By going for a run near Bedouin towns, he discovered a fascination for this part of the population often living in poverty and isolation, on the margins of Israeli society.
A country of nine million people, Israel has about 250,000 Bedouin living mainly in the Negev Desert. They are part of the community of Israeli Arabs, descendants of Palestinians who remained on their land after the creation of Israel in 1948.
Some have retained a semi-nomadic existence, others have abandoned it while remaining attached to their traditions.
By dint of walks in the desert, Mr. Bailey, who is Arabic-speaking, has often been invited to their tents. Later, he invested in a jeep allowing him to access the most remote villages.
“By understanding Bedouin culture, you understand human nature, how people adapt to live in very difficult conditions,” he told AFP in his house in Jerusalem, where he lives in the middle of a mountain of books.
The National Library of Israel recently digitized its unique audio archives and transcribed them into Arabic and English, in order to expand knowledge of Bedouin culture, which has so far been poorly documented.
The project is intended to “catch up by documenting all aspects of Bedouin culture in Israeli society,” explains Raquel Ukeles, head of collections at the library.
– “Vanish” –
Mr. Bailey undertook to record his interlocutors because oral tradition is their main means of cultural transmission.
“I felt it was important to record their memories”, says the researcher, now in his eighties.
This is all the more true as this society, tribal and traditional, is according to him in full transition, opening up to modernity.
Seeing them use radios and plastic containers was a harbinger of a pervasive modernity that would inevitably encroach on their traditions, he said, adding fears that Bedouin culture “might disappear”.
About 350 hours of recording immortalize his interviews with Bedouins from the Negev but also from the Egyptian Sinai, occupied more than a decade by Israel after the Six Day War (1967).
There are subjects as varied as history, the legal system or Bedouin poetry, subject to which the specialist has devoted the first of his four books.
These archives will be searchable on the internet so that all Bedouins can have access to this “rare and high quality oral history” of their culture and history, says Ms Ukeles.
The National Library is also seeking to collaborate with academics from the Gulf, a region still steeped in Bedouin tradition, a prospect facilitated by the recent normalization of relations between Israel, the United Arab Emirates and Bahrain.
– Common points –
Mr.
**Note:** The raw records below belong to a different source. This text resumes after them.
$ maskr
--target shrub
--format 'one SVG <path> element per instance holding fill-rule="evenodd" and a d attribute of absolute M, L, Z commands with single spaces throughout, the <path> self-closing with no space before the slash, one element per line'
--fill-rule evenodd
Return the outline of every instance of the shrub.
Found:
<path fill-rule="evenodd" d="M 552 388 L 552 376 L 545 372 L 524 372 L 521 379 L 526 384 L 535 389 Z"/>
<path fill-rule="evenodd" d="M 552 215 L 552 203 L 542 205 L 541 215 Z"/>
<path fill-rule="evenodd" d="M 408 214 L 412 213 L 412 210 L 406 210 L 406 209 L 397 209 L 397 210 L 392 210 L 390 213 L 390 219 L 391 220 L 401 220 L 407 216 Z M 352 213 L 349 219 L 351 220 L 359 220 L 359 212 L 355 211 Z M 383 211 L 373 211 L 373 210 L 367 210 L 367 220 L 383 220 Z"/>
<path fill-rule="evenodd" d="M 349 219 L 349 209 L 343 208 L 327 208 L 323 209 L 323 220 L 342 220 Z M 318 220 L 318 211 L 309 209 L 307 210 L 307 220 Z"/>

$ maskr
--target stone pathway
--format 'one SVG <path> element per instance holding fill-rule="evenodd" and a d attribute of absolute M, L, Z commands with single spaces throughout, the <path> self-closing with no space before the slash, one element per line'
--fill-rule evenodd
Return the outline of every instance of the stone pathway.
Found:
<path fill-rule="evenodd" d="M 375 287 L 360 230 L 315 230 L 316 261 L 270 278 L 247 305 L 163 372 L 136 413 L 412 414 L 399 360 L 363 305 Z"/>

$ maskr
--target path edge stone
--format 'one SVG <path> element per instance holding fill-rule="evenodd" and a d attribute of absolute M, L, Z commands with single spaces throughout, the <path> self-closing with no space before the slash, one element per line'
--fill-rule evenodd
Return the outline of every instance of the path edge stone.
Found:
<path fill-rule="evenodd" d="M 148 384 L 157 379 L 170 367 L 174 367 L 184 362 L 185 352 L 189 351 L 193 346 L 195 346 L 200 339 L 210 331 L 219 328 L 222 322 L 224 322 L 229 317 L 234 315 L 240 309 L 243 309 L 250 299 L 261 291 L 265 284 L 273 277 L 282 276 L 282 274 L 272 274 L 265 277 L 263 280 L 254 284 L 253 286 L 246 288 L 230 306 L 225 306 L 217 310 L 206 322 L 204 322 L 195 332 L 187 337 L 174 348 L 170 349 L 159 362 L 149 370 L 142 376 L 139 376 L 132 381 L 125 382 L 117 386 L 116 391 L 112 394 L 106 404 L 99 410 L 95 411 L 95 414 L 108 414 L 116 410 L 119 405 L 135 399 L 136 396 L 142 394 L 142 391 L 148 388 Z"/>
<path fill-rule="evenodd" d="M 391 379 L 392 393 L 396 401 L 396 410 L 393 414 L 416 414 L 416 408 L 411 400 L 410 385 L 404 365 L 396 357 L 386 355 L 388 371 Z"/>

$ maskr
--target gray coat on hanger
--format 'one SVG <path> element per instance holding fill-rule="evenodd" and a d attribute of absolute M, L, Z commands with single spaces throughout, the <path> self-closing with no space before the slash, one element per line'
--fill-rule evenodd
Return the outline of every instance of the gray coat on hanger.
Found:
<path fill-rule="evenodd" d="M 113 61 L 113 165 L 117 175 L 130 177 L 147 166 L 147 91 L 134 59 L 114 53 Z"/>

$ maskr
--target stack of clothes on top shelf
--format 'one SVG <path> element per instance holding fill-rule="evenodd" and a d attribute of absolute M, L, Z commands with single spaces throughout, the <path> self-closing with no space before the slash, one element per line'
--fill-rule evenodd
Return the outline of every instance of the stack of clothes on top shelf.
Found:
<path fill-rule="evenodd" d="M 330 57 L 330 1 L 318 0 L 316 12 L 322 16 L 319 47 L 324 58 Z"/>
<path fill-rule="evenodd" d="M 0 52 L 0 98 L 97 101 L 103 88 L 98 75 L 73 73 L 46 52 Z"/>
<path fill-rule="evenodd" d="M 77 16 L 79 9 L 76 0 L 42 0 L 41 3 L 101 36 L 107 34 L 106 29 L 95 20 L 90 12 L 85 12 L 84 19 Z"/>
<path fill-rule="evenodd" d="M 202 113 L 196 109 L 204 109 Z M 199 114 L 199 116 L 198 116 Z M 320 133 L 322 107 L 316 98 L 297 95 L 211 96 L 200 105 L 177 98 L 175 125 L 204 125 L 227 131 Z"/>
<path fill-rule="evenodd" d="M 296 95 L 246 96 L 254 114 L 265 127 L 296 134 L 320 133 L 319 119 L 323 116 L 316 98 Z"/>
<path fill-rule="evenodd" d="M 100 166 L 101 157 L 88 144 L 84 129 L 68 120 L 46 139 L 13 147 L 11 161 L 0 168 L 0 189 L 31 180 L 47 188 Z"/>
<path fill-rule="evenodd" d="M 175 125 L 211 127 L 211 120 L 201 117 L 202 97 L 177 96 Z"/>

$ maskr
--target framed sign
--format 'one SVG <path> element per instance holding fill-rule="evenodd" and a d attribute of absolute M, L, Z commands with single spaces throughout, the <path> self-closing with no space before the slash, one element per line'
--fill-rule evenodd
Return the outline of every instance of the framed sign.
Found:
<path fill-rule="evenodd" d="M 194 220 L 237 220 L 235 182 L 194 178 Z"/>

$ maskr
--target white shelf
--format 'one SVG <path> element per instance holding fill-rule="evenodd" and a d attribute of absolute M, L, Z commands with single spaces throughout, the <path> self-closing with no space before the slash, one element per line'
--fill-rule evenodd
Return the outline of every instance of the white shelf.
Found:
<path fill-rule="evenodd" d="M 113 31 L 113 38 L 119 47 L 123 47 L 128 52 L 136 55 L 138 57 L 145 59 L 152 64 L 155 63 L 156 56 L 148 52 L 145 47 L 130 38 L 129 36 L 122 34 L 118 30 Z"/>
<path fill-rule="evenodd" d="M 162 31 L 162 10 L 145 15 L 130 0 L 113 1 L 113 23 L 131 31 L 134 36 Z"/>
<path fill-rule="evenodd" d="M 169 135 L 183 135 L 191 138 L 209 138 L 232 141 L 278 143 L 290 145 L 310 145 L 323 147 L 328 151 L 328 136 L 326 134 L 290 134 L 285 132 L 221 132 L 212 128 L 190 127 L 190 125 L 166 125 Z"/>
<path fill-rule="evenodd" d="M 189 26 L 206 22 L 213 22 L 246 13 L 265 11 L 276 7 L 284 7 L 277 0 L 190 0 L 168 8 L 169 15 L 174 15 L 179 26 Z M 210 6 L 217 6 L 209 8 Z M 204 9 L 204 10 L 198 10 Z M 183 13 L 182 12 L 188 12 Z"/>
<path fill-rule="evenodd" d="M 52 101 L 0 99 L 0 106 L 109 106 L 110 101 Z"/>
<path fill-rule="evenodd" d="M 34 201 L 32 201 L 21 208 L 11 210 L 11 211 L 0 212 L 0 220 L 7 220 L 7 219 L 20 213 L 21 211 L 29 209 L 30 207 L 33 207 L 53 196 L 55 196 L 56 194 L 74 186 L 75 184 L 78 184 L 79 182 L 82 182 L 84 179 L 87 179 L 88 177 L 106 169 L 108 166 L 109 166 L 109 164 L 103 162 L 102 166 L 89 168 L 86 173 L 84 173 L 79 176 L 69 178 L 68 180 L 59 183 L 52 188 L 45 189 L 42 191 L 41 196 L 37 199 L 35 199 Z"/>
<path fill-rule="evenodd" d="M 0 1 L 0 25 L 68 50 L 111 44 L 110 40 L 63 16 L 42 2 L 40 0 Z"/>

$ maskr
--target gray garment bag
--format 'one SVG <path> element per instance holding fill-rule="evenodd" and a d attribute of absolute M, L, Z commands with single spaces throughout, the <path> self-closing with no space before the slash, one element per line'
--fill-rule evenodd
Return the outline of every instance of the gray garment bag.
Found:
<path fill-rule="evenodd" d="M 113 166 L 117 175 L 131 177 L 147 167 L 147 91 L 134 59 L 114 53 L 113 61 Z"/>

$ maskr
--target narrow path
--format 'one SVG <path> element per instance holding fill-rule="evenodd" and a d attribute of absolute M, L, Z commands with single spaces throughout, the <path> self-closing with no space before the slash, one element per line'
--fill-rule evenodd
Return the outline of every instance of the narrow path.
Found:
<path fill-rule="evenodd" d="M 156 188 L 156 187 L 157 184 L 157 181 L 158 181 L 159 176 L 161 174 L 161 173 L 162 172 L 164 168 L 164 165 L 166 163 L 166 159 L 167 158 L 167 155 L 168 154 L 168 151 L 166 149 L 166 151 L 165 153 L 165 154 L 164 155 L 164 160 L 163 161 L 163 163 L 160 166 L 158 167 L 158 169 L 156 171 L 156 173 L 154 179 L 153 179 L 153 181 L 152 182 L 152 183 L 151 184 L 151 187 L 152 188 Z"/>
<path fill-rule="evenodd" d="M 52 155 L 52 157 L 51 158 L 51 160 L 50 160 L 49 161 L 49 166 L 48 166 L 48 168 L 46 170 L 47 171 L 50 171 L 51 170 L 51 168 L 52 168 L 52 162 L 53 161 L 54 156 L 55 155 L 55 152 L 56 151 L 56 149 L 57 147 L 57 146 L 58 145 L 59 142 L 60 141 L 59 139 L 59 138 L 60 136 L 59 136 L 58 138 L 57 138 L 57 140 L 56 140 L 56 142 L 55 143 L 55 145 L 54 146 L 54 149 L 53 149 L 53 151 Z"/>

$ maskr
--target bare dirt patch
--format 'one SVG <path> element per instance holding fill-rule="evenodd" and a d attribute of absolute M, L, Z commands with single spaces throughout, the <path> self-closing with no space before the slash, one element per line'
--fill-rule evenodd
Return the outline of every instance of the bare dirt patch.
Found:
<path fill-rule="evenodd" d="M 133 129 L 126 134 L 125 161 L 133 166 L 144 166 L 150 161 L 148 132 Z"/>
Bailey won a prestigious award in 1994 from the Association for Civil Rights in Israel for his commitment to the Bedouin community.
The researcher accuses the Israeli leaders of not having taken sufficient account of the specific needs of this population and of having thus fueled hostility towards the state.
“We decided not to recognize their claims on certain plots of land or areas because they did not have written title deeds,” he explains.
And because Israel does not want to take into account property rights as they exist in the Bedouin oral legal system, tensions remain high on the subject. The State regularly destroys buildings that it considers illegal because they were built without authorization.
If Israel does not heed their demands, this minority “will be more reluctant, aggressive, and it will be more difficult to deal with it,” says the researcher, who recently published a book with the ambition of highlighting the commonalities between the history of these nomads and that of the Jewish people.